Why You’ll Love This Recipe

This Thai Coconut Chicken Soup is a perfect blend of creamy, spicy, tangy, and savory flavors that come together in a comforting bowl. It’s easy to make at home and tastes just like your favorite Thai restaurant. Plus, it’s naturally gluten-free, and you can easily adapt it to be dairy-free and low-carb. Whether you’re a fan of Thai cuisine or just looking to try something new, this soup is a delicious and rewarding experience.

Ingredients

(Tip: You’ll find the full list of ingredients and measurements in the recipe card below.)

  • Chicken breast or thighs, thinly sliced

  • Coconut milk

  • Chicken broth

  • Galangal (or substitute with ginger if unavailable)

  • Lemongrass stalks

  • Kaffir lime leaves

  • Mushrooms (typically straw or white mushrooms)

  • Thai bird’s eye chilies or red chili

  • Fish sauce

  • Lime juice

  • Palm sugar or brown sugar

  • Fresh cilantro

  • Green onions (optional)

Directions

  1. In a medium pot, bring the chicken broth to a gentle boil.

  2. Add sliced galangal, lemongrass (cut and smashed), and kaffir lime leaves. Simmer for about 5–10 minutes to infuse the broth.

  3. Stir in the coconut milk and bring back to a gentle simmer.

  4. Add sliced chicken and mushrooms, cooking until the chicken is just cooked through, about 5–7 minutes.

  5. Season with fish sauce, lime juice, and sugar to taste.

  6. Add chilies based on your desired spice level.

  7. Once everything is heated through and the flavors are balanced, remove from heat.

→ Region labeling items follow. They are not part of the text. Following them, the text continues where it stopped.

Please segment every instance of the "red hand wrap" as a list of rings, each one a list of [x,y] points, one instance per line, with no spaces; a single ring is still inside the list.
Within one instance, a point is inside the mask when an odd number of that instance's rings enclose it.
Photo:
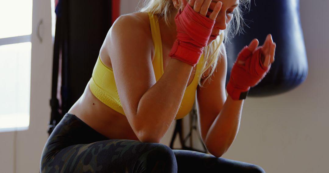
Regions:
[[[226,86],[227,93],[234,100],[240,100],[241,93],[256,86],[268,71],[271,65],[268,67],[264,66],[262,63],[262,56],[260,48],[253,53],[246,46],[239,53]],[[244,61],[244,65],[239,64],[237,62],[239,60]]]
[[[177,13],[175,21],[177,38],[169,56],[195,66],[207,46],[215,21],[196,12],[189,5]]]

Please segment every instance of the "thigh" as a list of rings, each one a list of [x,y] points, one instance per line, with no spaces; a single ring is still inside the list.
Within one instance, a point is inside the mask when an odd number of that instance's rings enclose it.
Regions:
[[[109,140],[74,145],[49,159],[43,161],[42,172],[177,171],[174,155],[168,147],[131,140]]]
[[[173,150],[178,172],[264,173],[260,166],[203,153]]]

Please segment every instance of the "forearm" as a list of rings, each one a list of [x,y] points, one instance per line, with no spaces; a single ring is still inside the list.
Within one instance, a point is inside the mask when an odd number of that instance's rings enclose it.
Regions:
[[[205,144],[209,152],[220,157],[235,138],[240,125],[243,100],[233,100],[228,96],[219,113],[207,133]]]
[[[144,138],[160,140],[164,135],[178,111],[192,67],[171,59],[161,77],[143,95],[137,115]]]

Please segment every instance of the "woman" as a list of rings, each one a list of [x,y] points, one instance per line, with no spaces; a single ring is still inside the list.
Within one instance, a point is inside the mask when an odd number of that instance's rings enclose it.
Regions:
[[[150,0],[120,17],[83,94],[49,137],[41,172],[264,172],[219,158],[237,133],[247,91],[274,60],[270,35],[261,47],[253,40],[238,56],[226,97],[223,40],[248,1]],[[201,136],[213,156],[159,144],[191,110],[196,92]]]

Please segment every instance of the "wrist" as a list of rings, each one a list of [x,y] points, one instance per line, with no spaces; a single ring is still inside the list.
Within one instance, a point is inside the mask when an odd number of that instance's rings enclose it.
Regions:
[[[245,99],[247,97],[250,87],[239,87],[235,85],[230,80],[226,86],[227,93],[234,100]]]
[[[176,39],[169,56],[194,66],[199,62],[203,48]]]

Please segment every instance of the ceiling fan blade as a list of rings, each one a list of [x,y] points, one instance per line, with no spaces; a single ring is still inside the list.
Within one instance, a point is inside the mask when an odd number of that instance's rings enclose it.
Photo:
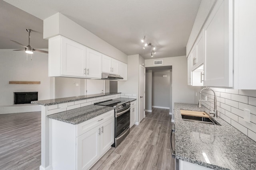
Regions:
[[[22,51],[25,50],[24,49],[18,49],[17,50],[13,50],[14,51]]]
[[[33,49],[33,51],[38,51],[38,52],[40,52],[41,53],[45,53],[46,54],[48,54],[48,51],[45,51],[44,50],[39,50],[38,49]]]
[[[18,45],[21,45],[22,46],[22,47],[25,47],[25,48],[28,48],[28,47],[27,47],[26,46],[25,46],[25,45],[23,45],[23,44],[21,44],[20,43],[18,43],[18,42],[17,42],[17,41],[15,41],[11,40],[10,39],[10,41],[13,41],[13,42],[14,42],[14,43],[16,43],[16,44],[18,44]]]

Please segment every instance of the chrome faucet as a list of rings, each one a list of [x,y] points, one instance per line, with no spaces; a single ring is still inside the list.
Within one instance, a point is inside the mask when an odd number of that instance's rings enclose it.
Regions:
[[[202,93],[202,91],[205,89],[208,89],[210,90],[213,92],[213,94],[214,94],[214,101],[210,101],[210,100],[201,100],[201,94]],[[209,112],[210,114],[213,114],[214,116],[214,118],[216,119],[217,117],[217,99],[216,99],[216,95],[215,94],[215,92],[211,88],[206,87],[204,88],[202,88],[200,92],[199,92],[199,101],[198,101],[198,107],[201,107],[202,106],[201,106],[201,102],[214,102],[214,110],[213,110],[213,111],[211,111],[210,110],[210,112]]]

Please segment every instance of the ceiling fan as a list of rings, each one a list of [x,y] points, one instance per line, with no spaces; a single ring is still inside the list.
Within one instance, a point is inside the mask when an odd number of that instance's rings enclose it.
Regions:
[[[25,50],[25,52],[27,54],[33,54],[34,53],[34,51],[38,51],[41,53],[46,53],[46,54],[48,54],[48,51],[45,51],[44,50],[39,50],[38,49],[33,49],[30,46],[30,33],[32,32],[32,30],[30,29],[26,29],[27,31],[28,32],[28,45],[27,46],[25,46],[25,45],[21,44],[20,43],[18,43],[17,41],[15,41],[11,40],[12,41],[13,41],[16,44],[18,44],[22,46],[22,47],[25,48],[25,49],[18,49],[17,50],[14,50],[14,51],[20,51],[22,50]]]

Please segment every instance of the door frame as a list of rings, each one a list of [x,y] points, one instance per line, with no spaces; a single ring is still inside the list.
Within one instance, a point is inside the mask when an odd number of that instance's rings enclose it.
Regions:
[[[144,118],[145,118],[145,117],[146,117],[146,115],[145,115],[145,88],[146,88],[146,67],[145,67],[144,66],[142,66],[142,65],[140,64],[140,66],[139,67],[139,107],[138,107],[139,108],[138,109],[138,123],[139,124],[140,123],[140,68],[143,68],[144,69],[144,77],[143,78],[144,78],[144,84],[143,85],[144,86],[144,105],[143,106],[143,110],[144,110]]]

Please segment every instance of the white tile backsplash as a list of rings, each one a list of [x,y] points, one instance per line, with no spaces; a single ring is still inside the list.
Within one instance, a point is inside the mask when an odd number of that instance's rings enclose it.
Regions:
[[[246,96],[231,94],[231,100],[241,103],[244,103],[246,104],[248,104],[248,96]]]
[[[228,99],[225,99],[225,104],[228,105],[233,106],[234,107],[238,108],[238,102],[234,101],[234,100],[231,100]]]
[[[253,132],[250,129],[248,129],[248,137],[254,141],[256,141],[256,133]]]
[[[251,105],[256,106],[256,98],[249,97],[248,100],[248,104]]]
[[[231,99],[231,94],[226,93],[220,93],[220,97],[225,99]]]
[[[218,116],[256,141],[256,90],[236,90],[212,88],[217,96]],[[204,90],[202,98],[213,97],[209,90]],[[209,102],[202,105],[212,110],[214,106]],[[244,109],[250,110],[250,122],[244,120]]]

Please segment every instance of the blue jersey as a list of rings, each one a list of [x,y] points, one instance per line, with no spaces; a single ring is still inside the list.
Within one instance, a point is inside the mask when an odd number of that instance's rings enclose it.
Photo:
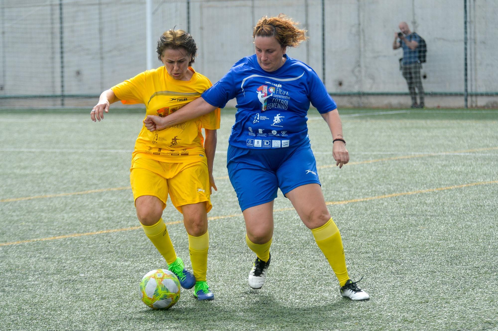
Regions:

  8. Garnish with fresh cilantro and optional green onions before serving.

Servings and timing

This recipe serves 4 people.
Prep time: 10 minutes
Cook time: 20 minutes
Total time: 30 minutes

Variations

  • Vegetarian Version: Replace chicken with tofu and use vegetable broth. Use soy sauce instead of fish sauce.

  • Seafood Twist: Add shrimp instead of chicken for a variation called Tom Kha Goong.

  • Milder Flavor: Reduce or omit the chilies for a less spicy soup.

  • Low Carb: Skip the sugar and use low-carb sweeteners if needed.

  • Creamier Soup: Use more coconut milk for a richer consistency.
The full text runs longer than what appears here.